The reason is simple. The Miliband regime in the Foreign Office, obsessed with "process", "image", and to be blunt anything trendy, encouraged the idea that running a blog was a good career move.
I wrote about this strange phenomenon back in 2009. See also this:
The point is that under the way our democracy functions British diplomats can’t work like that. Nor do they. Anything close to being critical or tendentious or spikey or provocative is likely to annoy either a host government or HQ or both.
Just say a diplomat posted a blog entry politely speculating on the wisdom of current Climate Change or Middle East policy. Imagine the scenes in Parliament:
"The Secretary of State apparently can not persuade even his own senior officials of the wisdom of this policy! Why should we take any notice of him?"

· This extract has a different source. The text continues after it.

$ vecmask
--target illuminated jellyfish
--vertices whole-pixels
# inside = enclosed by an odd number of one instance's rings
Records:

Which is why the FCO blogs are a friendly but bland product, making no serious contribution to the ‘global foreign policy debate’.
This angry piece by Melanie Philips shows what happens when a busily blogging Ambassador starts to be rather less than bland in a policy area of huge sensitivity, such as the Middle East.
I agree with Oliver:
Let’s hope William Hague will blow the whistle. There is a good Yorkshire saying: Hear all, see all, say now’t.
Although one might gracelessly quibble with the wayward apostrophe in now’t?